Yesterday’s vote by the British electorate to end its 43-year membership in the European Union seems to have taken just about everybody by surprise, but the aftermath could not have been more predictable. The uncertainty of how, exactly, Europe and Britain will manage a complex divorce over the coming decade sent global markets reeling. London’s blue chip index, the Financial Times Stock Exchange 100, lost 4.4% of its value in one day, while Germany’s DAX market lost more than 7%. The British pound sterling is getting crushed (down 14% against the yen, 10% against the dollar).
Compared to the global markets, the reaction among traders on U.S. exchanges seems muted; down roughly 3% as you read this, though nobody knows if that’s the extent of the fall or just the beginning.
The important thing to understand is that the current market disruptions represent an emotional roller coaster, an immediate panic reaction to what is likely to be a very long-term, drawn out, ultimately graceful accommodation between the UK and Europe. German companies are certainly not 7% less valuable today than they were before the vote, and the pound sterling is certainly not suddenly a second-rate currency. When the dust settles, people will see that this panicky Brexit aftermath was a buying opportunity, rather than a time to sell. People who sell will realize they were suckered once again by panic masquerading as an assessment of real damage to the companies they’ve invested in.
What happens next for Britain and its former partners on the continent? Let’s start with what will NOT happen. Unlike other European nations, Britain will not have to start printing a new currency. When the UK entered the EU, it chose to retain the British pound—that that, of course, will continue. Stores and businesses will continue accepting euros.
On the trade and regulatory side, the actual split is still years away. One of the things you might not be hearing in the breathless coverage in the press is that the British electorate’s vote is actually not legally binding. It will not be until and unless the British government formally notifies the European Union of its intention to leave under Article 50 of the Treaty of Lisbon—known as the “exit clause.” If that happens, Article 50 sets forth a two-year period of negotiations between the exiting country and the remaining union. Since British Prime Minister David Cameron has officially resigned his post and called for a new election, that clock probably won’t start ticking until the British people decide on their next leader. For the foreseeable future, despite what you read, the UK is still part of the Eurozone.
After notification, attorneys in Whitehall and Brussels would begin negotiating, piece by piece, a new trade relationship, including tariffs, how open the UK borders will be for travel, and a variety of hot button immigration issues.
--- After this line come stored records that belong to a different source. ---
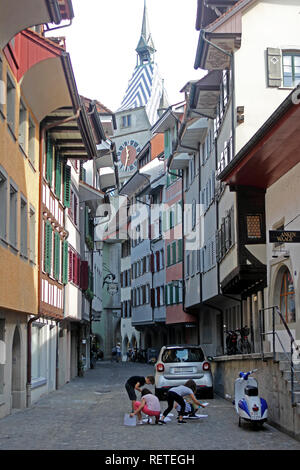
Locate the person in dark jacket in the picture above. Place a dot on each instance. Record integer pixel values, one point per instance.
(134, 384)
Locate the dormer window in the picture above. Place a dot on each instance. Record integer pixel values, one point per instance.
(291, 69)
(126, 121)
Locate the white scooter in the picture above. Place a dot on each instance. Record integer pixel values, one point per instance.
(249, 406)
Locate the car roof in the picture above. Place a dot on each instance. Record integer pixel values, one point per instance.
(182, 346)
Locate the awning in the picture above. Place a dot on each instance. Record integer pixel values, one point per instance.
(168, 119)
(272, 151)
(180, 161)
(46, 66)
(88, 193)
(15, 17)
(134, 184)
(107, 178)
(194, 132)
(205, 94)
(209, 57)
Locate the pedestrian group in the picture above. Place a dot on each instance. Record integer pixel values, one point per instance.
(182, 398)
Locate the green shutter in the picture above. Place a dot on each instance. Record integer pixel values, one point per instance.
(65, 262)
(177, 294)
(48, 247)
(67, 185)
(56, 267)
(86, 223)
(179, 250)
(174, 260)
(171, 293)
(168, 255)
(57, 175)
(49, 160)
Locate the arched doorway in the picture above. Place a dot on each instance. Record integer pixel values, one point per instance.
(287, 297)
(16, 370)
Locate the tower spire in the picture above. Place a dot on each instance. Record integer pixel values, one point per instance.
(145, 48)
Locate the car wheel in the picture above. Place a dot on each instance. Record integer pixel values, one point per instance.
(159, 394)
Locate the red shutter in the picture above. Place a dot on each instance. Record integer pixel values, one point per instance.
(74, 268)
(70, 266)
(152, 263)
(84, 275)
(157, 261)
(152, 298)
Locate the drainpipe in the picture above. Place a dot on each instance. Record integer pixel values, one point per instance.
(222, 318)
(29, 362)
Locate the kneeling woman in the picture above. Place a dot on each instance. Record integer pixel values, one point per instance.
(176, 394)
(149, 405)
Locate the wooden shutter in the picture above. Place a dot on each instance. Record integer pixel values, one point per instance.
(86, 223)
(65, 262)
(274, 68)
(49, 160)
(48, 248)
(57, 174)
(56, 266)
(152, 263)
(67, 185)
(180, 244)
(168, 255)
(174, 260)
(157, 261)
(84, 275)
(70, 265)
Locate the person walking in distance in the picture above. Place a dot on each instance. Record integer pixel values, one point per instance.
(176, 394)
(134, 384)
Estimates vary, but nobody seems to think the process will take less than five years to complete, and current arrangements will stay in place until new ones are agreed upon.
An alternative that is being widely discussed is a temporary acceptance of an established model—similar to Norway’s. Norway is not an EU member, but it pays EU dues, and has full access to the single market as if it was a member. However, that would require the British to continue paying EU budget dues and accept free movement of workers—which were exactly the provisions that voters rejected in the referendum.
Meanwhile, since the Brexit vote is not legally binding, it’s possible that the new government might decide to delay invoking Article 50. Or Parliament could instruct the prime minister not to invoke Article 50 until the government has had a chance to study further the implications. There could even be a second referendum to undo the first.
The important thing for everybody to remember is that the quick-twitch traders and speculators on Wall Street are chasing sentiment, not underlying value, and the markets right now are being driven by emotion to what is perceived as an event, but is really a long process that will be managed by reasonable people who aren’t interested in damaging their nation’s economic fortunes. Nobody knows exactly how the long-term prospects of Britain, the EU or American companies doing business across the Atlantic will be impacted by Brexit, but it would be unwise to assume the worst so quickly after the vote.
But you can bet that, long-term, everybody will find a way to move past this interesting, unexpected event without suffering—or imposing—too much damage. Meanwhile, hang on, because the market roller coaster seems to have entered one of those wild rides that we all experience periodically.